Нагнувшись, Лешка поднял из-под ног кем-то растоптанную детскую игрушку — маленького гуттаперчевого человечка. Он повертел в руках изуродованную игрушку и осторожно положил ее на самый краешек лавки.
— Приехал вот сюда, к дяде, научиться какой-то настоящей работе. Не столица меня влекла и не легкая жизнь, нет. Тут у меня временная остановка. На днях мастер пообещал в том месяце перевести меня в плотничью бригаду. Стандартные дома мастерят в этой бригаде для дальних строек. Наконец-то настоящим делом запахло! А весной, как полетят журавли, снимусь и я… Если уж поеду, заберусь куда-нибудь далеко-далеко… в самую дальнюю сторонушку! Поминай тогда, как звали Лешку Хлебушкина! У меня, знаешь ли, фамилия матери, а не отца, замечу тебе в скобках.
И Лешка, смеясь, шлепнул Михаила ладонью по одеревеневшей сгорбленной спине. От этой звонкой затрещины Михаил как будто очнулся, поднял голову и полез в карман за папиросами.

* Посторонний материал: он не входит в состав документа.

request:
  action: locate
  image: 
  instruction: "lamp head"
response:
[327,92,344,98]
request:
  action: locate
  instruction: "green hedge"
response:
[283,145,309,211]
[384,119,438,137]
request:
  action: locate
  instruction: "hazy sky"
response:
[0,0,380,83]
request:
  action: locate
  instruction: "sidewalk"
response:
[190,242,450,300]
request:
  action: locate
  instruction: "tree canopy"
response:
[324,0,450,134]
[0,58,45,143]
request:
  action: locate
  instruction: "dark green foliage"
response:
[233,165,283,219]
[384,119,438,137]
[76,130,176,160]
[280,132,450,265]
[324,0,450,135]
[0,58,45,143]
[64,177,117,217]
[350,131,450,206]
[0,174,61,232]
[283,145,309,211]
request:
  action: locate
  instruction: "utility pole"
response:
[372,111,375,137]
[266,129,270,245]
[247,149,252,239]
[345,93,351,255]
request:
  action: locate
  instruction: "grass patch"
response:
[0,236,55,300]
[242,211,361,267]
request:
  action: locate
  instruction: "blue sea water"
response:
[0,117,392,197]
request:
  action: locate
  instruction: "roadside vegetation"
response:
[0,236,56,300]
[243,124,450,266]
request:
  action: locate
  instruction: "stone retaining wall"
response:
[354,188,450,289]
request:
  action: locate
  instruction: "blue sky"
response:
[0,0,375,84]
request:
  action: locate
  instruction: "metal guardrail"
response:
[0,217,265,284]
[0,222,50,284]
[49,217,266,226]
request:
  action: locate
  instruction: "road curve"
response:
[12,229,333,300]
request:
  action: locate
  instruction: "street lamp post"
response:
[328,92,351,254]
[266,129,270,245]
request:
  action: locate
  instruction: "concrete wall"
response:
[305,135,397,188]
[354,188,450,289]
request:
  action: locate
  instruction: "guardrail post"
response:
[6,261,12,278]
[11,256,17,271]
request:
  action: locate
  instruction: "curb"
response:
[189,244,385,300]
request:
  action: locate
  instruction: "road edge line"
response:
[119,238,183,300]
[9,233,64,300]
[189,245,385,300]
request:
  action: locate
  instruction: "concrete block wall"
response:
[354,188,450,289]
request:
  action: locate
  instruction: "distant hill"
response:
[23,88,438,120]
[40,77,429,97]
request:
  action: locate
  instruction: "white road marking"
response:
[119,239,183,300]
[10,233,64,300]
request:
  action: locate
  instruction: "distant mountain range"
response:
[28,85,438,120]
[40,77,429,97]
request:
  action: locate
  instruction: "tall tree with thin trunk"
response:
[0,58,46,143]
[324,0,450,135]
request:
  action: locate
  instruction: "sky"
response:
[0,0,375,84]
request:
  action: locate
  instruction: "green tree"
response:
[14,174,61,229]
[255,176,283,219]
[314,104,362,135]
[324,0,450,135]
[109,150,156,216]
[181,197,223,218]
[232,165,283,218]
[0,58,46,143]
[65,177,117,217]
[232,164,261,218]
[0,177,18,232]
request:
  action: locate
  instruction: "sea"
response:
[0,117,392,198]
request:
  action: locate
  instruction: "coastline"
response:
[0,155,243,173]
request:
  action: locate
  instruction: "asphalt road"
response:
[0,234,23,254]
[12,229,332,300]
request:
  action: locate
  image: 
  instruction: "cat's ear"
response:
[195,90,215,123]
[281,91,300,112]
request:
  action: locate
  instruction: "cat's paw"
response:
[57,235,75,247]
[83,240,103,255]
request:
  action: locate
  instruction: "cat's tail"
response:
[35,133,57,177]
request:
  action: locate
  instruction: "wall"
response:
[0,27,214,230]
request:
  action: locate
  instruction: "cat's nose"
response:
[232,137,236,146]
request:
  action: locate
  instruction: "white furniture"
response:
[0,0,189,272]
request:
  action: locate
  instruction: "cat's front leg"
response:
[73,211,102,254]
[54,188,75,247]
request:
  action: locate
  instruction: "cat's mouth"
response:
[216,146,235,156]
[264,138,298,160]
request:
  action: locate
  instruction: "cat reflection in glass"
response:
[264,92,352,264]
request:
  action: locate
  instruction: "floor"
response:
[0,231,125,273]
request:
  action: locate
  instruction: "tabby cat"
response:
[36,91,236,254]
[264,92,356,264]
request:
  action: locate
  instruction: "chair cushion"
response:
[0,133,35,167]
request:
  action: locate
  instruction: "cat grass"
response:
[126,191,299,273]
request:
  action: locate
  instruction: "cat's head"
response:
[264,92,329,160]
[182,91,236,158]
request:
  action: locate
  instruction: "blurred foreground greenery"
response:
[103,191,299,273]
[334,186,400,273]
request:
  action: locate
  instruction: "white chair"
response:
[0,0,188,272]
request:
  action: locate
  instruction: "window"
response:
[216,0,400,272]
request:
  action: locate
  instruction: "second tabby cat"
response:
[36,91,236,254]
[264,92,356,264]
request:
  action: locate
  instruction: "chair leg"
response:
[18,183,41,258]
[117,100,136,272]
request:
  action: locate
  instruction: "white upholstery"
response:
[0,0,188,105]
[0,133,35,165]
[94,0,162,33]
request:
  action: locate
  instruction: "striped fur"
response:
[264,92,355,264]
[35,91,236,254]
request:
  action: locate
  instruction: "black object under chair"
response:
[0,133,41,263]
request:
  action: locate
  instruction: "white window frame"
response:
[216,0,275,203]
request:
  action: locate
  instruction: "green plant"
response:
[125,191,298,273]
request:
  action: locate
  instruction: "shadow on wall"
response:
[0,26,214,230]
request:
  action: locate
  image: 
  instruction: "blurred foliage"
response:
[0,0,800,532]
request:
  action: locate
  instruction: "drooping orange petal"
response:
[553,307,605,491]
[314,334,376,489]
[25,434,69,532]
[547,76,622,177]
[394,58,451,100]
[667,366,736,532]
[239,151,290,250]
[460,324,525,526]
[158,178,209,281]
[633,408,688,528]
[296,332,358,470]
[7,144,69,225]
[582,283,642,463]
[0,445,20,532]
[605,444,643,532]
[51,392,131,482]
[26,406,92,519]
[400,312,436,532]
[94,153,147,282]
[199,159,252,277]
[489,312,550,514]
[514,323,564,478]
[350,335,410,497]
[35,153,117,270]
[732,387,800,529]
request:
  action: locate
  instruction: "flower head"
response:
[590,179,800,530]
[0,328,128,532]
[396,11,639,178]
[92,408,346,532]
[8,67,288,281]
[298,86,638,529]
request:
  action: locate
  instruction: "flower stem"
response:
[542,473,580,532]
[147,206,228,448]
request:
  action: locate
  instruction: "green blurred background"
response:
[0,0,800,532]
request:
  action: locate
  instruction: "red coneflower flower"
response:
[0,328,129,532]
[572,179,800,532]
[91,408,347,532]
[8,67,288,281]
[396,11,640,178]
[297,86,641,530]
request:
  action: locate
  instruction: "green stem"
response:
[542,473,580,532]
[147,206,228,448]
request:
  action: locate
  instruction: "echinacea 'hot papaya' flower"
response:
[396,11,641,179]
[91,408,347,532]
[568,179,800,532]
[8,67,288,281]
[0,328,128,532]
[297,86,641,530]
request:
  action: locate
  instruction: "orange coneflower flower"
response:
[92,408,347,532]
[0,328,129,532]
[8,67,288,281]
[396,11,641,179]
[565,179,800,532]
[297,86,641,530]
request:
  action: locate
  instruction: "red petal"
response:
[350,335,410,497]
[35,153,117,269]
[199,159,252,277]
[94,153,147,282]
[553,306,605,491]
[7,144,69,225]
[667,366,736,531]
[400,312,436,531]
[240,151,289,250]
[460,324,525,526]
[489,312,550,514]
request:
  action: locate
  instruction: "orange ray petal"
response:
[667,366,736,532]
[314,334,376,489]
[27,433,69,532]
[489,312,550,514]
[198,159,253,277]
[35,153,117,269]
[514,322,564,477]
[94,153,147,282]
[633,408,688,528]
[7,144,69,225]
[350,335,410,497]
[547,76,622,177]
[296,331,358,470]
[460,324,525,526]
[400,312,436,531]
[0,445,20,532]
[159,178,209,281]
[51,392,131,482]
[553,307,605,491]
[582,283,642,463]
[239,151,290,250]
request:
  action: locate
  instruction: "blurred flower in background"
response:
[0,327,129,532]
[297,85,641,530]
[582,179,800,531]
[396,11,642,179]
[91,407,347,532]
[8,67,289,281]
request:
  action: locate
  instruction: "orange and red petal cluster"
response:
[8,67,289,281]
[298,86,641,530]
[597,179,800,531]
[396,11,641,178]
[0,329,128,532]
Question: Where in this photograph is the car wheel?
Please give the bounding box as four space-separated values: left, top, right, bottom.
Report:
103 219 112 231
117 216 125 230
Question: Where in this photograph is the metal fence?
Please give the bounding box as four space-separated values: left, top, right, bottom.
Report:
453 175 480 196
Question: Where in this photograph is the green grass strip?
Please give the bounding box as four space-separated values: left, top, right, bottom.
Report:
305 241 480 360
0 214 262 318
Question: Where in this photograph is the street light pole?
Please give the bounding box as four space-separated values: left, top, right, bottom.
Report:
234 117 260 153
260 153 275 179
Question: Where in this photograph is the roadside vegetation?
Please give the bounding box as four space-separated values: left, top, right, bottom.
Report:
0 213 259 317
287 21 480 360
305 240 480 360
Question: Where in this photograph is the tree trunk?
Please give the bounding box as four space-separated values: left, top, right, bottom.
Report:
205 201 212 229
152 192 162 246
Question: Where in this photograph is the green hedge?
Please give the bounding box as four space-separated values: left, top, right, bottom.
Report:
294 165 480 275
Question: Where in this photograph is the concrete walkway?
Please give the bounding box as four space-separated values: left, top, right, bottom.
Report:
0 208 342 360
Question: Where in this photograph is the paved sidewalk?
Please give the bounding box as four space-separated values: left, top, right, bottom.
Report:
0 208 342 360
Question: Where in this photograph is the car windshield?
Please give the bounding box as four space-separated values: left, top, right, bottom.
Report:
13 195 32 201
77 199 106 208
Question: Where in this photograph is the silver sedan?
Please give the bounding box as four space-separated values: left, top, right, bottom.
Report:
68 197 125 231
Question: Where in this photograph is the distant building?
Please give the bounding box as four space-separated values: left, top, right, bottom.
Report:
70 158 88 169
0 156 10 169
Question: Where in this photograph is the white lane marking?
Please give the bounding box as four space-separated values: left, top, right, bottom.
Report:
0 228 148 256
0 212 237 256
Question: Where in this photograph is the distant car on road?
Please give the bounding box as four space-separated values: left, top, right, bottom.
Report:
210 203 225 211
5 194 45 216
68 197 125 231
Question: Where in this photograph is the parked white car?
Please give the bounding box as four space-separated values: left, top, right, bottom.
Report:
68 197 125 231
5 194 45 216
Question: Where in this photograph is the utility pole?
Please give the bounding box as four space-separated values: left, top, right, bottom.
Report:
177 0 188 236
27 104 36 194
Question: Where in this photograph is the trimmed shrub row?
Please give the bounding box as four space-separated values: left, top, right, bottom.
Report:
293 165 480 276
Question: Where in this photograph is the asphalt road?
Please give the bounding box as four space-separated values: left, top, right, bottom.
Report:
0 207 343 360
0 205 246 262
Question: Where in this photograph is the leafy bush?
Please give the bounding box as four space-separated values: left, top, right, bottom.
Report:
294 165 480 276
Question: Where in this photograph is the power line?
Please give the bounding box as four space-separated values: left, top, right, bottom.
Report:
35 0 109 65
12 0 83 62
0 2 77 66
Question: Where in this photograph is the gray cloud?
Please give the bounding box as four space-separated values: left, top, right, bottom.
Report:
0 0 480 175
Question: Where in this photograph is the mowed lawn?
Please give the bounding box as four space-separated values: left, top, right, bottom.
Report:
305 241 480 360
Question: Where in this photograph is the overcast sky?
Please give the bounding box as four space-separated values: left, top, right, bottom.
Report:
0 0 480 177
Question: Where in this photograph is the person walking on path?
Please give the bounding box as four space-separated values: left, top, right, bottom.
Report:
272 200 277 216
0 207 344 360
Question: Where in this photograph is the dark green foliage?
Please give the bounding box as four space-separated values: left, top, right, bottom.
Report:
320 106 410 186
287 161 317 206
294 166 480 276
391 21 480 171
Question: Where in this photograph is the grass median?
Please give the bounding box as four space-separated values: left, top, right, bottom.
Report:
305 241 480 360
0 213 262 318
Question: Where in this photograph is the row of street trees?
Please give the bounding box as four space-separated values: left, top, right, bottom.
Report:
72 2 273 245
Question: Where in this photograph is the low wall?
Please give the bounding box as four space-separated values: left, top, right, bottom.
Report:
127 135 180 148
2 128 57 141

— Скажи, — заговорил он минутой-другой позже, — скажи… отец не просил тебя домой вернуться?
— Он не просил, а требовал, он даже грозился с помощью милиции водворить меня… в лоно семьи. Только я его не послушался, а обо всем написал в райком комсомола. Про все рассказал, что на душе было. — Лешка провел ладонью по шероховатой, холодной лавке. — Вчера письмо из Хвалынска пришло от приятеля. А в письме вырезка из газеты: оказывается, на партийной конференции прокатили на вороных моего… родителя — так ведь ты все говоришь? Значит, разобрались люди, что он за человек. — Лешка о чем-то подумал. — А мне, признаюсь, как-то жалко его стало… Ведь он, наверно, когда-то хорошим был человеком… Не могла же мать плохого полюбить!
Лешка замолчал. Михаил закурил папиросу и протянул Лешке пачку. Но тот отказался. Вдруг Михаил спросил — прямо, без обиняков:
— А что у вас с Варей? Почему ты нынче не с ней?
— Разговор у нас один вышел… и она сказала… — Лешка перевел дух, кашлянул: — Она сказала: «Чтобы я тебя больше не видела!»
— И ты… поверил?
— Она, знаешь, как сказала?
— Дурак! — брякнул Михаил. — Да она же тебя любит, ты понимаешь, любит!
— Сам дурак… выдумщик, — сказал Лешка и встал. — Пойдем-ка по домам, а то мне завтра на воскресник.